Upload adapter_config.json
Browse files# User_Intent_Risk_Triage (Qwen2.5-0.5B LoRA)
This is a **mental health risk assessment model** based on **Qwen/Qwen2.5-0.5B-Instruct**, fine-tuned with LoRA on a Chinese psychological risk dataset containing both single-turn and multi-turn conversations.
### Model Purpose
The model analyzes user messages or full conversation histories to detect potential mental health risks, especially depression and suicidal ideation expressed in natural, often indirect Chinese language (e.g., "活着没意思", "快受不了了", "想解脱").
Given input text or a conversation, it directly outputs a structured JSON with:
- `intent`: Detected psychological states (e.g., "depression", "suicide_ideation", "mild_distress")
- `risk`: Risk level ("low", "medium", "high")
- `strategy` / `recommended_action`: Suggested response strategies (e.g., "empathize", "support", "clarify", "escalate", "provide_resources")
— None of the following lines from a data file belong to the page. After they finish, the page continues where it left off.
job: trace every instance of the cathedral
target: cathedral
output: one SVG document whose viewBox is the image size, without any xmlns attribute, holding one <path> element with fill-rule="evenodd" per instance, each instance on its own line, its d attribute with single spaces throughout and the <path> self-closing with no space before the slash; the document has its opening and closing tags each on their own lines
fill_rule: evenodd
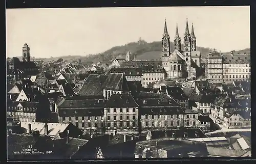
<svg viewBox="0 0 256 164">
<path fill-rule="evenodd" d="M 178 24 L 174 41 L 174 49 L 171 51 L 170 37 L 165 20 L 162 37 L 162 62 L 167 77 L 189 79 L 197 78 L 197 71 L 200 70 L 201 66 L 201 54 L 199 51 L 197 51 L 193 24 L 190 34 L 187 19 L 183 47 L 181 43 L 181 39 L 179 35 Z"/>
</svg>

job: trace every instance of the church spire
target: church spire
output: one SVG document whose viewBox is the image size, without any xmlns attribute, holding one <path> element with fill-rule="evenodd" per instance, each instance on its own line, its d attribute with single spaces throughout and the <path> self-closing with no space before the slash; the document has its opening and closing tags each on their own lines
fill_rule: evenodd
<svg viewBox="0 0 256 164">
<path fill-rule="evenodd" d="M 192 29 L 191 29 L 191 35 L 193 37 L 195 37 L 195 33 L 194 33 L 194 25 L 193 25 L 193 23 L 192 23 Z"/>
<path fill-rule="evenodd" d="M 176 34 L 175 34 L 175 39 L 179 39 L 180 36 L 179 36 L 179 31 L 178 30 L 178 23 L 176 24 Z"/>
<path fill-rule="evenodd" d="M 167 25 L 166 25 L 166 19 L 164 18 L 164 29 L 163 30 L 163 37 L 165 36 L 169 38 L 169 34 L 168 34 L 168 31 L 167 30 Z"/>
<path fill-rule="evenodd" d="M 189 35 L 189 31 L 188 30 L 188 23 L 187 23 L 187 21 L 186 22 L 186 30 L 185 30 L 185 35 Z"/>
</svg>

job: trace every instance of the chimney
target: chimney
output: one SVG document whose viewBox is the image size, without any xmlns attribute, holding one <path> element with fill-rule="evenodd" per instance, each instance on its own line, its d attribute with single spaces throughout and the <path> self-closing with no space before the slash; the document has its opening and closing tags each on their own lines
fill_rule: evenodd
<svg viewBox="0 0 256 164">
<path fill-rule="evenodd" d="M 29 134 L 31 133 L 31 124 L 29 124 Z"/>
<path fill-rule="evenodd" d="M 67 141 L 66 144 L 68 144 L 69 143 L 69 130 L 67 131 Z"/>
<path fill-rule="evenodd" d="M 45 125 L 45 135 L 48 134 L 48 125 L 47 122 L 46 122 Z"/>
</svg>

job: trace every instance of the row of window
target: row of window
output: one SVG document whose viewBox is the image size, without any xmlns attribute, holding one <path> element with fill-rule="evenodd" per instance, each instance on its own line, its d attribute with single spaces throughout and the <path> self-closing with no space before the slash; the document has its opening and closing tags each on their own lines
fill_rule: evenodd
<svg viewBox="0 0 256 164">
<path fill-rule="evenodd" d="M 112 118 L 114 119 L 114 120 L 117 120 L 117 116 L 112 116 Z M 130 120 L 130 116 L 126 116 L 126 120 Z M 124 116 L 123 117 L 125 117 Z M 135 120 L 136 119 L 136 116 L 133 116 L 133 120 Z M 107 120 L 110 120 L 110 116 L 107 116 Z M 123 120 L 123 116 L 120 116 L 120 120 Z"/>
<path fill-rule="evenodd" d="M 245 70 L 244 69 L 239 69 L 239 72 L 241 72 L 241 71 L 242 71 L 242 72 L 244 72 L 244 70 Z M 234 72 L 234 69 L 230 69 L 229 71 L 228 71 L 228 69 L 226 70 L 226 72 L 228 72 L 228 71 L 229 71 L 229 72 Z M 238 71 L 239 71 L 238 69 L 236 69 L 236 72 L 238 72 Z M 250 71 L 251 71 L 250 69 L 245 69 L 245 72 L 250 72 Z"/>
<path fill-rule="evenodd" d="M 233 77 L 233 78 L 248 78 L 248 77 L 249 77 L 249 78 L 251 78 L 251 75 L 233 75 L 232 76 L 231 75 L 229 75 L 229 78 L 231 78 L 232 77 Z M 223 78 L 225 78 L 225 75 L 223 75 Z M 228 78 L 228 75 L 226 75 L 226 78 Z"/>
<path fill-rule="evenodd" d="M 35 113 L 23 113 L 23 112 L 8 112 L 7 114 L 9 116 L 35 116 Z"/>
<path fill-rule="evenodd" d="M 143 78 L 143 80 L 145 80 L 145 79 L 147 80 L 147 77 L 146 78 Z M 152 79 L 152 80 L 154 80 L 154 77 L 152 77 L 152 78 L 148 78 L 148 80 L 151 80 L 151 79 Z M 160 79 L 162 79 L 162 77 L 160 78 Z M 155 77 L 155 80 L 157 80 L 157 78 L 156 77 Z M 159 77 L 157 77 L 157 80 L 159 80 Z"/>
<path fill-rule="evenodd" d="M 125 112 L 123 112 L 124 110 L 123 110 L 122 108 L 120 108 L 119 109 L 120 113 Z M 108 113 L 110 113 L 110 109 L 108 108 L 107 110 L 108 110 Z M 113 108 L 113 112 L 114 113 L 116 113 L 116 111 L 117 111 L 117 109 L 116 108 Z M 129 108 L 127 107 L 126 108 L 126 112 L 129 113 Z M 135 107 L 133 108 L 133 113 L 135 112 Z"/>
<path fill-rule="evenodd" d="M 144 119 L 145 118 L 145 119 L 148 119 L 148 118 L 150 119 L 160 119 L 161 118 L 163 118 L 164 117 L 164 119 L 167 119 L 168 118 L 168 116 L 169 116 L 169 117 L 170 117 L 171 119 L 173 119 L 175 117 L 176 117 L 177 119 L 180 118 L 180 115 L 144 115 L 144 116 L 141 116 L 141 118 Z M 150 117 L 148 117 L 150 116 Z"/>
<path fill-rule="evenodd" d="M 101 116 L 86 116 L 88 118 L 88 120 L 91 120 L 91 121 L 97 121 L 97 120 L 103 120 L 103 117 Z M 84 120 L 84 118 L 86 117 L 82 116 L 81 117 L 81 120 Z M 65 120 L 69 120 L 69 121 L 72 121 L 72 117 L 62 117 L 62 121 L 65 121 Z M 76 121 L 78 120 L 78 117 L 75 117 L 75 120 Z"/>
</svg>

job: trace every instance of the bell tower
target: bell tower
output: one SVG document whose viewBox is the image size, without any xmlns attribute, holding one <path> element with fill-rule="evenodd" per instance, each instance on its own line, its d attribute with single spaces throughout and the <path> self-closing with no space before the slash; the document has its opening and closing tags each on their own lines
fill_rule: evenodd
<svg viewBox="0 0 256 164">
<path fill-rule="evenodd" d="M 23 61 L 30 62 L 30 48 L 27 43 L 25 43 L 22 47 L 22 58 Z"/>
<path fill-rule="evenodd" d="M 170 37 L 168 34 L 166 25 L 166 20 L 164 20 L 164 29 L 163 31 L 163 37 L 162 38 L 162 57 L 163 60 L 169 57 L 170 53 Z"/>
</svg>

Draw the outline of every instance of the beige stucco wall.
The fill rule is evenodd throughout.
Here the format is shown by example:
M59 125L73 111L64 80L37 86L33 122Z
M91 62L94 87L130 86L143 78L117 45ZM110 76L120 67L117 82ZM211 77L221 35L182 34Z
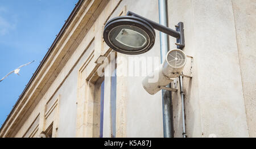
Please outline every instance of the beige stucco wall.
M159 22L156 0L123 0L110 18L119 15L125 6L127 10ZM184 22L184 51L193 57L193 78L184 79L188 137L208 137L211 134L217 137L256 137L255 7L256 1L253 0L168 1L169 27L174 28L178 22ZM139 56L160 57L159 35L156 31L154 46ZM89 42L87 41L93 38L88 36L83 37L16 137L23 136L49 97L56 99L60 95L57 136L76 137L78 73L90 53L82 52L87 46L85 43ZM176 48L175 41L170 38L170 48ZM121 56L128 58L138 56L117 55ZM67 73L71 68L72 70ZM162 93L149 95L141 84L143 78L117 77L118 137L163 136ZM59 79L63 78L60 84ZM105 86L109 89L109 85ZM51 91L53 89L56 90ZM173 97L175 137L182 137L179 90L173 93ZM105 120L109 122L105 127L109 127L109 116L105 117L109 118ZM105 130L104 136L109 136L109 128Z
M256 137L256 1L232 4L248 130Z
- `uncertainty`: Confidence in the assessment
### Use Cases
- Safety layer in mental health chatbots or counseling apps
- Early detection of suicidal ideation in user conversations
- Automated triage for online psychological support platforms
- Research on mental health trends in Chinese text data
### Limitations
- Trained primarily on Chinese data — performance on other languages is not guaranteed
- Model size is small (0.5B); may miss very subtle or context-heavy cases
- Always combine with human oversight in real-world crisis intervention
### Base Model
- Qwen/Qwen2.5-0.5B-Instruct
### Fine-tuning Method
- LoRA (r=16, alpha=32, targeting attention layers)
- Supervised fine-tuning focused on clean JSON output with EOS enforcement
Feel free to modify or extend this card. Your work contributes meaningfully to mental health AI safety — thank you for building it!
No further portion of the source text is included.